All RIMReP DMS datasets available through STAC are also available via pygeoapi. The data API services are provided through pygeoapi a server implementation of a set of OGC API standards. This service allows you to extract data from every collection using simple filters like time and space (i.e., coordinates).
The main difference in the data access points is that pygeoapi provides API access to the datasets (i.e., machine-to-machine communication), while STAC provides a web-based interface to search for datasets (i.e., easily accessible to humans). Note that while the majority of datasets in the DMS are publicly available, the DMS also manages non-public datasets that could be accessed with authorisation from the original data provider. This is the reason why DMS users need an account to access this system.
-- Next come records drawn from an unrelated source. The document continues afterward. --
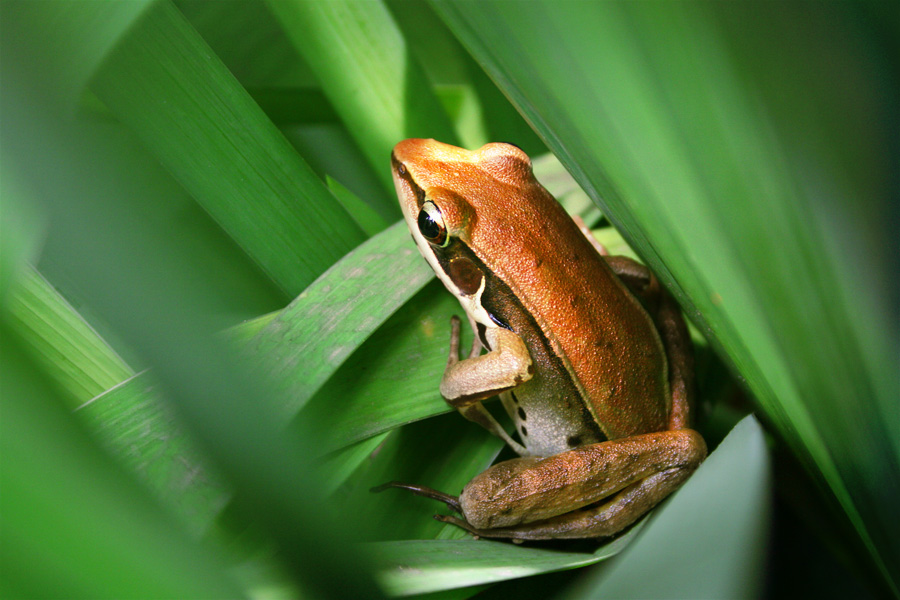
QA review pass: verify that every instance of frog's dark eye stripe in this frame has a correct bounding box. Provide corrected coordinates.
[416,200,450,248]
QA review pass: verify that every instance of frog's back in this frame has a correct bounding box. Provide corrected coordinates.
[474,169,670,439]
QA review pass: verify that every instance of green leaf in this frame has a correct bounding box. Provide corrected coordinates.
[76,372,231,536]
[252,222,433,422]
[300,282,465,450]
[367,526,640,596]
[268,0,456,190]
[90,1,363,294]
[434,2,900,592]
[8,268,134,408]
[0,323,241,598]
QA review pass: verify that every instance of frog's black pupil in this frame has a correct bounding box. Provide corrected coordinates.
[418,210,441,240]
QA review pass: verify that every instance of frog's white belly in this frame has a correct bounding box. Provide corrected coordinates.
[500,369,605,456]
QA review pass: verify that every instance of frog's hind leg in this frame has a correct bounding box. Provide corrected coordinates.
[459,429,706,540]
[434,468,693,542]
[604,256,695,430]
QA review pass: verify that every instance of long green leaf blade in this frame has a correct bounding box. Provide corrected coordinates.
[435,2,900,591]
[91,0,364,295]
[269,0,456,190]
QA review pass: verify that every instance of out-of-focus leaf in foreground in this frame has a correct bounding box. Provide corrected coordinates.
[433,1,900,592]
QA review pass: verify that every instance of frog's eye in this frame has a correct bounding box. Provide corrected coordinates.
[416,200,450,248]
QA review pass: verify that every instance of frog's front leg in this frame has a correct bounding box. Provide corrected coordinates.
[441,429,706,540]
[441,316,534,456]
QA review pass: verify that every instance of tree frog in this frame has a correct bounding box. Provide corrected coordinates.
[376,139,706,541]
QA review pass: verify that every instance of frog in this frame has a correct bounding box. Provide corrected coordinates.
[373,139,707,543]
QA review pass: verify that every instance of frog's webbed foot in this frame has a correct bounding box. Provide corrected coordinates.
[369,481,462,514]
[434,515,525,544]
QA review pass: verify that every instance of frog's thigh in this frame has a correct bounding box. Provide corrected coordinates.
[459,429,706,539]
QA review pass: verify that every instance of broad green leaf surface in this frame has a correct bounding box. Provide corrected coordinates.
[2,14,378,597]
[434,2,900,591]
[0,323,241,598]
[369,417,770,598]
[299,284,458,450]
[268,0,456,190]
[7,267,134,408]
[367,525,641,596]
[252,221,433,421]
[88,0,364,294]
[76,372,231,536]
[0,169,46,310]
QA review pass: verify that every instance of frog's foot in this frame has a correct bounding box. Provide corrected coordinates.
[369,481,462,513]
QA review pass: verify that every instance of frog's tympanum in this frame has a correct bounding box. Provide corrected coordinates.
[382,139,706,540]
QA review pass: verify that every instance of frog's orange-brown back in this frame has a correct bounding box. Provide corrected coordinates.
[395,140,670,439]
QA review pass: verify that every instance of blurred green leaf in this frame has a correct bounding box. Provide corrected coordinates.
[434,2,900,591]
[369,526,640,596]
[268,0,456,190]
[252,222,433,422]
[89,1,363,294]
[76,372,231,536]
[0,323,241,598]
[7,267,134,408]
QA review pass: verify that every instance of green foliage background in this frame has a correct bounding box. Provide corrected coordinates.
[0,0,900,598]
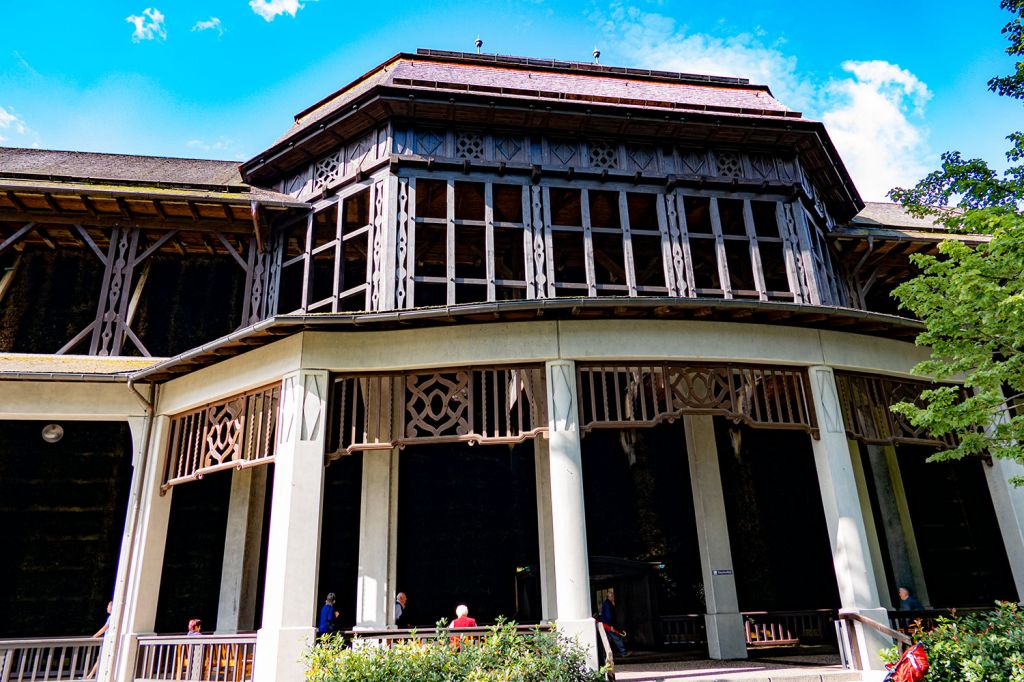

For a full list of publicly available datasets, go to our Pygeoapi page: https://pygeoapi.reefdata.io/.
Full documentation about how to use the API can be found under the API Definition section of the Pygeoapi home page shown inside the red box in the image below. You can also click here to access the documentation.
Unlike STAC, all API calls need user credentials. This applies even if you are trying to access publicly available datasets through the API. If you need access to the API services, contact the DMS team by emailing info-dms@utas.edu.au. We will create a unique set of CLIENT_ID and CLIENT_SECRET pairs that are meant to be used by a single user. These are unique identifiers linked to your user profile, which defines what datasets you are granted permission to access. This is why you should considered them as private information, just like any other password, and not share them with others.
Once you have your CLIENT_ID and CLIENT_SECRET, you will need to create an Access Token following the instructions in the next section of this document before starting an API call. Think of this a two-factor authentication process that is designed to keep data secure inside the DMS.
Option 1: Login into the DMS system accessing the login dashboard. From this page you will need to copy the access token. You can now store the token as a variable in your code, we recommend that you store it as an environment variable to avoid sharing it accidentally.
Option 2: If you are planning to use a Machine-to-Machine workflow (i.e., download data via script in your computer), you can request an access token via the command line or inside your Python or R script. You can click on the options below for more details on how to do this. Note that the access token is only valid for one hour, so it is possible that you need to request a new token for each API call you make.
R
Included in this folder, you will find a file called useful_functions.R. This file includes a collection of functions that you may find useful when accessing data in the DMS. One of the functions we are including is dms_token, which requests an access token using your DMS user credentials.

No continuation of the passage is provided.